Books, videos, and other typical mass media are not themselves examples of a Participatory environment, but they also usually don’t do a good job of facilitating external participation, outside the context of those media. This is another way of saying that they usually fail to create an Enabling environment.
There’s an important disconnect between the experience of consuming the informational media and the experience of doing something with it. This is partially a temporal issue: the material needs to transcend the confined time period in which you read it (Mass mediums mostly lack an authored time dimension beyond a day). But there’s also a context issue here.

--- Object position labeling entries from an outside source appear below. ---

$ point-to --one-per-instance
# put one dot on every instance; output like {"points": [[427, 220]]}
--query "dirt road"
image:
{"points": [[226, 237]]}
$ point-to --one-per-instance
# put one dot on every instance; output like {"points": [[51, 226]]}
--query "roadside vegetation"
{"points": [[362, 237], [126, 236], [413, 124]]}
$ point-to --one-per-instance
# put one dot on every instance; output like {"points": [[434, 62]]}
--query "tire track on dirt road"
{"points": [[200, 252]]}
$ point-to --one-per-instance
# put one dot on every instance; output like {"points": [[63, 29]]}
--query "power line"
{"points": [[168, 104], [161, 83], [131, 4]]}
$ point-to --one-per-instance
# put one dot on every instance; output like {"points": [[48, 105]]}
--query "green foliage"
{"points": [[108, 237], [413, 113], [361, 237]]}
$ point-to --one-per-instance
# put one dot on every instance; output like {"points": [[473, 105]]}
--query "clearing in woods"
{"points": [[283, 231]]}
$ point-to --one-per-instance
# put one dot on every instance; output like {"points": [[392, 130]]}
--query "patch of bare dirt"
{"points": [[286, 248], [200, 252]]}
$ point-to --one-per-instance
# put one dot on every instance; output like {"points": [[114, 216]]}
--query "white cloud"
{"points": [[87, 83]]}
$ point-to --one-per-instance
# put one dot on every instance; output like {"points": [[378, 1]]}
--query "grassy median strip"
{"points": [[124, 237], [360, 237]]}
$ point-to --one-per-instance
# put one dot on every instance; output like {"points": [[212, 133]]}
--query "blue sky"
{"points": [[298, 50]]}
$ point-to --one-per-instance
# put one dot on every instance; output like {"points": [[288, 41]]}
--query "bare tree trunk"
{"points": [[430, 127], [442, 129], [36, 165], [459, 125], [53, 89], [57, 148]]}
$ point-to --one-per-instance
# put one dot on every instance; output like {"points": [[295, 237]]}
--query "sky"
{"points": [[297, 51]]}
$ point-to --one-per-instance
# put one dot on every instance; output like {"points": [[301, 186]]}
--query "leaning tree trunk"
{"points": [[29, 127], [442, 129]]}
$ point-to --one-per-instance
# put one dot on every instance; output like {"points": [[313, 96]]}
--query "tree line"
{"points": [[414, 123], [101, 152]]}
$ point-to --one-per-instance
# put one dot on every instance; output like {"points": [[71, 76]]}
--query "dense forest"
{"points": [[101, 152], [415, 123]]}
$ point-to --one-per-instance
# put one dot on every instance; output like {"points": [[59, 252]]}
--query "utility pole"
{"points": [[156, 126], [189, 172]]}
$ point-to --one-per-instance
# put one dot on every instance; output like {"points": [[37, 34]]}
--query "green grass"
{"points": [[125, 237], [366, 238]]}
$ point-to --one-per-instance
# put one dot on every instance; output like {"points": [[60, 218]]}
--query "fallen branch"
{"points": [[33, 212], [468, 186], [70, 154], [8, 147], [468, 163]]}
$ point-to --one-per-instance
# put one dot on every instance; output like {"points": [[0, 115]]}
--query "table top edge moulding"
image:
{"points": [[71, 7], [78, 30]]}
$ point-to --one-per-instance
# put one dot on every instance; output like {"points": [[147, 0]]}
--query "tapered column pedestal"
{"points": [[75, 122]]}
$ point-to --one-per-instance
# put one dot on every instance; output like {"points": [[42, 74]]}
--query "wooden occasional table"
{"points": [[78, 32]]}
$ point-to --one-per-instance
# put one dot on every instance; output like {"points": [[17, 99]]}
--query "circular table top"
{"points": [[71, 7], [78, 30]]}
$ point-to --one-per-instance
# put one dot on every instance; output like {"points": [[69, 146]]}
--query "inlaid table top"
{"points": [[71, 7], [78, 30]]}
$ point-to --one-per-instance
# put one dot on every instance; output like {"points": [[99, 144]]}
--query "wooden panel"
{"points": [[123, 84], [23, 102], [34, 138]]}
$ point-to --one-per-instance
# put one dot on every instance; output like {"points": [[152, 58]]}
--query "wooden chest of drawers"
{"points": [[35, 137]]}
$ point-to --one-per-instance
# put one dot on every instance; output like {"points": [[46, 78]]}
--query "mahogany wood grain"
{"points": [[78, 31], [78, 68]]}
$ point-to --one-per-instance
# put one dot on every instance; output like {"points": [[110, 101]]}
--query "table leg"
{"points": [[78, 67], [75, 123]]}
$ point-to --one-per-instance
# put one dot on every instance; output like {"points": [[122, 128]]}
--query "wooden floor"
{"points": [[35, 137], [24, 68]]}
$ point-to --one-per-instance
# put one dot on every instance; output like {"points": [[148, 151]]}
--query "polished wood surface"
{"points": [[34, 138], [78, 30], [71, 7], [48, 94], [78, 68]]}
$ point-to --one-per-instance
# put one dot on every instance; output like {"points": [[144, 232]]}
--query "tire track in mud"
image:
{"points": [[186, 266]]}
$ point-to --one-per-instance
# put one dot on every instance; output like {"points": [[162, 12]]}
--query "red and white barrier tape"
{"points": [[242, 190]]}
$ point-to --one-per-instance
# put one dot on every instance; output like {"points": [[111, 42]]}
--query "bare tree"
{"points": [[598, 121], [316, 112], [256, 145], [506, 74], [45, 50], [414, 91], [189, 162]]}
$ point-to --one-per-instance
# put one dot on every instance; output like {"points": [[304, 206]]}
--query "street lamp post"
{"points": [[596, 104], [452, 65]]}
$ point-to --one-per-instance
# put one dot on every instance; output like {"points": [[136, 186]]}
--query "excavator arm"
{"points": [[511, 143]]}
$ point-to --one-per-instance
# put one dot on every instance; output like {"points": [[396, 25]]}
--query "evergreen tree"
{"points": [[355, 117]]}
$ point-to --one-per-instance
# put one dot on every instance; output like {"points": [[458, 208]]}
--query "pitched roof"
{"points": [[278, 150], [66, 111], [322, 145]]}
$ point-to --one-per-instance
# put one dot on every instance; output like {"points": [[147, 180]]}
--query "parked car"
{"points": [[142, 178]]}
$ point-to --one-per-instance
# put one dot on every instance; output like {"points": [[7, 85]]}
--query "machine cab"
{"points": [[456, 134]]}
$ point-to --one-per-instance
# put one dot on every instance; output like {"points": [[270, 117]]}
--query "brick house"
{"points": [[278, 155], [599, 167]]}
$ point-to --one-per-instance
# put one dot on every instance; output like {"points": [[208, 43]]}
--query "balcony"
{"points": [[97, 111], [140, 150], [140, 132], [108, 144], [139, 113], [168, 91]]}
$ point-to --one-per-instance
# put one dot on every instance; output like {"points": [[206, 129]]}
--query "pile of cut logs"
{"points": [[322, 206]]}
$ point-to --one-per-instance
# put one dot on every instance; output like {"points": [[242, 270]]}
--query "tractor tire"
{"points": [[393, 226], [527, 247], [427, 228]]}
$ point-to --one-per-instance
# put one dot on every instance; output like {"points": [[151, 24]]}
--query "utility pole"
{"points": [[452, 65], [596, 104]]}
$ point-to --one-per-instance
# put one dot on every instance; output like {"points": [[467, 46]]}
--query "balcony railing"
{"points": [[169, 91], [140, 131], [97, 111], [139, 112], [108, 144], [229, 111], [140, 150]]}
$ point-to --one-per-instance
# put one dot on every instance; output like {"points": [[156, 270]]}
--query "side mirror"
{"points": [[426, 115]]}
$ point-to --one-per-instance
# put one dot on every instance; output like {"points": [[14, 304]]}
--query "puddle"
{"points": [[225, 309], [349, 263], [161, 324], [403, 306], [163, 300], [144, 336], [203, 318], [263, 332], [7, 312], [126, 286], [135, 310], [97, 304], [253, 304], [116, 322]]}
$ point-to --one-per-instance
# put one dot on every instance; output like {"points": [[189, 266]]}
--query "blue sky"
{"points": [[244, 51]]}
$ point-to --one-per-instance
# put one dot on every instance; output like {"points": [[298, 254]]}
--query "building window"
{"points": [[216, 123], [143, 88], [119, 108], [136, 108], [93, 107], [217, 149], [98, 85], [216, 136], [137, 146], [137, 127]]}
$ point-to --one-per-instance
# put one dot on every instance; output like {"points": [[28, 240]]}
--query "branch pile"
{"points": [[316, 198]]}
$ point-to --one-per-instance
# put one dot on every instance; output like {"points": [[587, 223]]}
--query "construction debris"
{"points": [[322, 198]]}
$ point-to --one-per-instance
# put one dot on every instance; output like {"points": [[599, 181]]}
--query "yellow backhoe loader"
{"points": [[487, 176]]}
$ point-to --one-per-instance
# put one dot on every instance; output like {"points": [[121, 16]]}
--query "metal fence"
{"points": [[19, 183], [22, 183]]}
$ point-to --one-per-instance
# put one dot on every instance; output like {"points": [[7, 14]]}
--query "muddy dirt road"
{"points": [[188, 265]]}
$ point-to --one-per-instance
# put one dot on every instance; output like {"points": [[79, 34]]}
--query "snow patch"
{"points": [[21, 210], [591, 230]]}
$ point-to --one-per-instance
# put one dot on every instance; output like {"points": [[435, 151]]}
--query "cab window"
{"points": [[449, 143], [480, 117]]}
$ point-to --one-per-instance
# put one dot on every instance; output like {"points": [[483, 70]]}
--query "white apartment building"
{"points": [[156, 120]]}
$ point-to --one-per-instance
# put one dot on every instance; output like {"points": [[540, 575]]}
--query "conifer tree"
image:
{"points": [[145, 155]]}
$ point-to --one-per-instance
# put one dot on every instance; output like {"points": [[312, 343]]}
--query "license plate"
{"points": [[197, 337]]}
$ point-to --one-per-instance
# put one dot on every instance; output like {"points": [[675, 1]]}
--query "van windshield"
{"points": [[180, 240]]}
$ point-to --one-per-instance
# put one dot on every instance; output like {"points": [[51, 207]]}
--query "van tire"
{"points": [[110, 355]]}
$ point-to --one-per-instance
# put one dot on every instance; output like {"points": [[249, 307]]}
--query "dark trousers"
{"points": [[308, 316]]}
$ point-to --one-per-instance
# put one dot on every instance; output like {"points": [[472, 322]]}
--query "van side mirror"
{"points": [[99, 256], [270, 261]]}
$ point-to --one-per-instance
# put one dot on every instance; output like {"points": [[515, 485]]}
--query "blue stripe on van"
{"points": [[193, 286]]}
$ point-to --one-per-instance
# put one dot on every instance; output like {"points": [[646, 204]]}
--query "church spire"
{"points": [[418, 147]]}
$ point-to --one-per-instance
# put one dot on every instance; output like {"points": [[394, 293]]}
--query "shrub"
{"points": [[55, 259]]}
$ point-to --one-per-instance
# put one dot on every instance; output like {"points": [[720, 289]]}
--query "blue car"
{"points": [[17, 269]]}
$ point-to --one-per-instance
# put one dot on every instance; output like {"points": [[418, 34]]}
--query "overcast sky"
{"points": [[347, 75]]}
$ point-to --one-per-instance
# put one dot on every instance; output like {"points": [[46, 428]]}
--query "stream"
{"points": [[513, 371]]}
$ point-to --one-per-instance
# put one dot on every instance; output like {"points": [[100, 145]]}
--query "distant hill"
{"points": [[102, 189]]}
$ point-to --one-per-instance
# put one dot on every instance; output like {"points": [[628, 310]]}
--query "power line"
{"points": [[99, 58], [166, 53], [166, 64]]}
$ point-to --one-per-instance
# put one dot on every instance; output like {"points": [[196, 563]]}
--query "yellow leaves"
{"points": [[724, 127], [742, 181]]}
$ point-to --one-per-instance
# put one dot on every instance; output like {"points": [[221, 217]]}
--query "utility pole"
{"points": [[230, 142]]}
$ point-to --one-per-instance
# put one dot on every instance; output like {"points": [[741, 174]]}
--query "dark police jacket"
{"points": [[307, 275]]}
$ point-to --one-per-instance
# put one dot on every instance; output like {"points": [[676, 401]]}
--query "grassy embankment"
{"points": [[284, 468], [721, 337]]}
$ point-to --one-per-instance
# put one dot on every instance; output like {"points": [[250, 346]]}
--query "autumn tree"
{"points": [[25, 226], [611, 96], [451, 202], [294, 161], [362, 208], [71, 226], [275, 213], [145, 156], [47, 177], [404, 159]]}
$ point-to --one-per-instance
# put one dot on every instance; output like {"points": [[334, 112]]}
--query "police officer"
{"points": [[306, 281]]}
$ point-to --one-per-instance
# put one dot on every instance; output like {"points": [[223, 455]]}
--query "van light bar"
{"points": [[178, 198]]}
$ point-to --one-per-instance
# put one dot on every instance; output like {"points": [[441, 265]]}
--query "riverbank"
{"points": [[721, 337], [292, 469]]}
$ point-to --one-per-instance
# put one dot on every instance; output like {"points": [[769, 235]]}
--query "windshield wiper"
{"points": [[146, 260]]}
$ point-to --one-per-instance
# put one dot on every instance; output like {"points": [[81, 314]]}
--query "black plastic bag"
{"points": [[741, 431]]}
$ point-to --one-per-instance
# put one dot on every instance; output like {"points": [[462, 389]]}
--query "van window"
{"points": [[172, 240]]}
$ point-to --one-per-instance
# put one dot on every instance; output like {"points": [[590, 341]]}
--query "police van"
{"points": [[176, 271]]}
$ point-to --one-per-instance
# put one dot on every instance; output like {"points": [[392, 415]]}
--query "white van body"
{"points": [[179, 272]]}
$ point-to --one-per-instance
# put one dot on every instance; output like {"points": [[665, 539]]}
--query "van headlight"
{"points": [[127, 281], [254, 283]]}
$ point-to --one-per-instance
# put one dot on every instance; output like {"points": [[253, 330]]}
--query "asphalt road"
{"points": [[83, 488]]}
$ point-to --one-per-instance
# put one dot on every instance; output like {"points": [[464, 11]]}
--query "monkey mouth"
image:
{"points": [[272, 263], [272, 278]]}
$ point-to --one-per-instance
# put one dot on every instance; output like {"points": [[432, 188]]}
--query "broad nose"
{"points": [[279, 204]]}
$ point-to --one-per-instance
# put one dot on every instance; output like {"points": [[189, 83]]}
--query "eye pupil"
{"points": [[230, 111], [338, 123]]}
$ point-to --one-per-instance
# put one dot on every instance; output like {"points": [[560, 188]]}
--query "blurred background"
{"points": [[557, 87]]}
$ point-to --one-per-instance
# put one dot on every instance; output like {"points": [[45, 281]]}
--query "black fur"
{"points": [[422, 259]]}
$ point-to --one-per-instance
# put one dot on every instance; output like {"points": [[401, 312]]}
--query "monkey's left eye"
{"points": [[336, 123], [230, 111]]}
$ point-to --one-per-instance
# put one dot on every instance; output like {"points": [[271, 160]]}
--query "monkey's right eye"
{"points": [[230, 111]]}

MOOCs attempt to solve this but largely fail. It’s worth reflecting more on why.
One potential solution is Enacted experiences have incredible potential as a mass medium. There are probably others.
Related: What’s the big-picture impact of the mnemonic medium on readers?
Elizier Yudkowsky’s preface to Rationality A-Z: https://www.lesswrong.com/rationality/preface
…the first -largest mistake in my writing … was that I didn’t realize that the big problem in learning this valuable way of thinking was figuring out how to practice it, not knowing the theory. I didn’t realize that part was the priority; and regarding this I can only say “Oops” and “Duh.”
Q. What does Elizier Yudkowsky regard as the largest mistake he made when blogging on Less Wrong?
A. Focusing on theory instead of practice.